常盤しのぶ

ジャズ・シンガーの常盤しのぶのレビュー・感想・評価

ジャズ・シンガー(1927年製作の映画)
3.0
『待ってくれ、待ってくれ、お楽しみはこれからだ!』という映画史上初の台詞で有名な本作。分類としてはサイレント映画の中で演出としてトーキーを使用した、という趣である。さすがにいきなり全編トーキーは難しいか。

ストーリーは厳格な父と夢を見る息子との対立というよくある展開。初トーキーの題材として歌をテーマにしたと思われる。確かにトーキー部分である主人公のピアノ演奏と歌唱シーンはなかなか見ごたえがある。冒頭の台詞の後で軽快に始まったそのシーンで当時の観客は大層驚き、興奮したことだろう。

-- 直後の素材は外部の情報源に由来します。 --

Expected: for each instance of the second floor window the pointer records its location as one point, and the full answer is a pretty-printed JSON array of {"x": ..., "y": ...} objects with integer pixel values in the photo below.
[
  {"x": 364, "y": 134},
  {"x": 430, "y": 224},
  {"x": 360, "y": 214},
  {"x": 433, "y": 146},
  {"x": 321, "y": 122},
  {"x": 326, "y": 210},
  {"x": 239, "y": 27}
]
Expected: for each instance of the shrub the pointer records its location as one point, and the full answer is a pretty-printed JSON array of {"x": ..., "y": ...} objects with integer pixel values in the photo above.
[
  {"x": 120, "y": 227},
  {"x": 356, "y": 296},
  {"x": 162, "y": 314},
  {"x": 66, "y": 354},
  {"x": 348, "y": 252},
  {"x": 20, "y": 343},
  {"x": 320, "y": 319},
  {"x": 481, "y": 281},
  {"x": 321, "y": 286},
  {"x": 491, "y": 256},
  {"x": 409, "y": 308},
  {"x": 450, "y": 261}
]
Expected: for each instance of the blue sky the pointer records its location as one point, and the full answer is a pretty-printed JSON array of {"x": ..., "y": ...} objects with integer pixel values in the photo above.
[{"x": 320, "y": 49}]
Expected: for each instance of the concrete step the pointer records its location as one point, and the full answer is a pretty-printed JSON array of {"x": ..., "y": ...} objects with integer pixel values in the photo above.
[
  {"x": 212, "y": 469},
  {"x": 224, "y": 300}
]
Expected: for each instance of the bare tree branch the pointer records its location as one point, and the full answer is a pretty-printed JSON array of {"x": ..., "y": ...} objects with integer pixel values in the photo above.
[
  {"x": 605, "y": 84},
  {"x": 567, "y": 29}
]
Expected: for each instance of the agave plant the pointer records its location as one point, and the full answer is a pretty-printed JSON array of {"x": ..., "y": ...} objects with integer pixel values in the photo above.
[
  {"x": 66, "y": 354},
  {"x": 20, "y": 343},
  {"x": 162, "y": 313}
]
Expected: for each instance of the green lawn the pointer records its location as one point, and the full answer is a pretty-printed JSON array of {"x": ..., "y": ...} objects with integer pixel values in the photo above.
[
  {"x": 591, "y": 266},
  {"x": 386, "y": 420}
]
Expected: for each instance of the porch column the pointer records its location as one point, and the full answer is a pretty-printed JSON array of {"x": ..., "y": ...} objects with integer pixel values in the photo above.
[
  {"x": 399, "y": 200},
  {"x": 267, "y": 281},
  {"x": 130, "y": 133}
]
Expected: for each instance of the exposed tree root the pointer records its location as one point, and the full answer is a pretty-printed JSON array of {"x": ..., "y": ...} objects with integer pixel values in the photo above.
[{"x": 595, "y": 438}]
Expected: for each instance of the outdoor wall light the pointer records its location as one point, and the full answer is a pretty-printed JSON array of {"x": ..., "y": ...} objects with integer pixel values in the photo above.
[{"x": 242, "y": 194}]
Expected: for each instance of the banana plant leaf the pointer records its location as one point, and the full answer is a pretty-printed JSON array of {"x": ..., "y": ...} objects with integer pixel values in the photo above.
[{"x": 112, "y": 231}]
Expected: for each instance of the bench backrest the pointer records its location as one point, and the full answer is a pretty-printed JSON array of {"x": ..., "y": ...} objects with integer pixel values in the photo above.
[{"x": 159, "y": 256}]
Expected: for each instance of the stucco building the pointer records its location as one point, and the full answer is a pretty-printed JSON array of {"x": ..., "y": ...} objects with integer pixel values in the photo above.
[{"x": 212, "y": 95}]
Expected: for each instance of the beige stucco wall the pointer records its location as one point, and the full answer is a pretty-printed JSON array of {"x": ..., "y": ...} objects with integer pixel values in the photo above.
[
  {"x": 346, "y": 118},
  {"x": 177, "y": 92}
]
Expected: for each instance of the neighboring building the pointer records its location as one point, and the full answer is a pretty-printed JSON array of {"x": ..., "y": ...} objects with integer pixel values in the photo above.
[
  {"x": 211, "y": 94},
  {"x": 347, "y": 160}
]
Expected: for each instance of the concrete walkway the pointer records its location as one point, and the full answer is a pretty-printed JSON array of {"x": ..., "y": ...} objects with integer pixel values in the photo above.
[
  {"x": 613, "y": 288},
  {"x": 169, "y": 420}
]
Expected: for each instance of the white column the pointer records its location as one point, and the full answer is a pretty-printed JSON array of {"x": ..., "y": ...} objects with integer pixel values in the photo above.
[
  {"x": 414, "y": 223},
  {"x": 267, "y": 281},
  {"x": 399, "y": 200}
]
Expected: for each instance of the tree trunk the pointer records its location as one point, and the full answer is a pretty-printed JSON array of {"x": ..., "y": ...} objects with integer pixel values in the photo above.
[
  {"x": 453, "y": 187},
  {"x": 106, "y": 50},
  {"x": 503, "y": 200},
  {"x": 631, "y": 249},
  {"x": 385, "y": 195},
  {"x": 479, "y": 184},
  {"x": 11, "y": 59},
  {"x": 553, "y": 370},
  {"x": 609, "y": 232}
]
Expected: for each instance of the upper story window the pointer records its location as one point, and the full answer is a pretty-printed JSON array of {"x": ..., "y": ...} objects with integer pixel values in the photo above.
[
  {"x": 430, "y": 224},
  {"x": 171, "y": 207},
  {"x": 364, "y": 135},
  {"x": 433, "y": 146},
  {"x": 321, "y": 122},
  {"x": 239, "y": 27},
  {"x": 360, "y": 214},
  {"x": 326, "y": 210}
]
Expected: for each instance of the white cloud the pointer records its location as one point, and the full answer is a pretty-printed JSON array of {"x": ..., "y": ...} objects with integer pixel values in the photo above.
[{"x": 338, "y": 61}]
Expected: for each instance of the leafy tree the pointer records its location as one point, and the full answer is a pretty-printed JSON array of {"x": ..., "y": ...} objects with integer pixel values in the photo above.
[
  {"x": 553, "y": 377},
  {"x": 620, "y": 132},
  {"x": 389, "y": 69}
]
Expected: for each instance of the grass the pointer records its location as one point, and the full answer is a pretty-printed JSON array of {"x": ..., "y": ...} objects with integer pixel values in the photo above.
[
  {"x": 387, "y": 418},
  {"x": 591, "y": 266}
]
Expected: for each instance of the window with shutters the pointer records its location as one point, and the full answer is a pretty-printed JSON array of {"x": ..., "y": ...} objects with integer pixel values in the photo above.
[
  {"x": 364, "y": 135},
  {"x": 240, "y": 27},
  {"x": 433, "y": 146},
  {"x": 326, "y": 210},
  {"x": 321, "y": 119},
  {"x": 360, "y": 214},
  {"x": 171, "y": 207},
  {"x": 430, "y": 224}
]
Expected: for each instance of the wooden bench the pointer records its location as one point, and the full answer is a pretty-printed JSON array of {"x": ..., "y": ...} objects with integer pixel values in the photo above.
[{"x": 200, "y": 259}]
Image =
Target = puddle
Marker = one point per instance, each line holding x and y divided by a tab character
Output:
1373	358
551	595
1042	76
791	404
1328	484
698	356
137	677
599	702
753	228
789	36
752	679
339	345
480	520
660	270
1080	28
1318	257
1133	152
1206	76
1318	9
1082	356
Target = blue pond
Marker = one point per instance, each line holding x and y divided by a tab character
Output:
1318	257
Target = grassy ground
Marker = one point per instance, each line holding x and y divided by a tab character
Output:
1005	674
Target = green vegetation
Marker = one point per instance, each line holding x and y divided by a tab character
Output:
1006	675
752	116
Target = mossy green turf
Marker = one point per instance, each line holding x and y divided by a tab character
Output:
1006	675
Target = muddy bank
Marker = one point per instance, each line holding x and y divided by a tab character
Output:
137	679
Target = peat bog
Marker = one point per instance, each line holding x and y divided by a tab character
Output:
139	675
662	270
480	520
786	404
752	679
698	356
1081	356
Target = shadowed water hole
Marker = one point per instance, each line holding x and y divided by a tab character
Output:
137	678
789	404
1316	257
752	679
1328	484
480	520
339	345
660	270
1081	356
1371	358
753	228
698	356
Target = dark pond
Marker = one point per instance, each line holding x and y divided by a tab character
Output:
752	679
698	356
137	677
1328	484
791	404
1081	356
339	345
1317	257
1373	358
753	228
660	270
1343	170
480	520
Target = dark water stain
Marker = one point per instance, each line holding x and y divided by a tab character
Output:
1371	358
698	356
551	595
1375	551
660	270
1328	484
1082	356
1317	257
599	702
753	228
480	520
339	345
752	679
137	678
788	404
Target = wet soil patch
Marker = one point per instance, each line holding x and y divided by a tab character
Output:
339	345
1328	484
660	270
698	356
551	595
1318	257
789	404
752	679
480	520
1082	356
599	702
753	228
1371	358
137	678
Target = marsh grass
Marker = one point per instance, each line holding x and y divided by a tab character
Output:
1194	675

主人公の両親は、今となっては毒親として評されてしまうような人間である。しかし、それはあくまで現代での評価である。100年も前の厳格な家庭ともなれば父の威厳が最優先であることは想像に難くない。宗教が絡んでくるならば尚更である。だが、それを加味した上でも両親のあまりのしつこさに思わず笑ってしまう。事あるごとにジャズシンガーを辞めるよう諭してくる様子があまりにも滑稽で、そういう風刺映画なのかとさえ思えてしまう。

結末もジャズシンガーが司祭かを選べ、みたいなよくある感じ。ここもかなり豪快、というより、そんな手を使っていいのかとまた笑ってしまった。映画史の記念碑的作品のため、一度観ておけば雑談ネタのストックにはなると思う。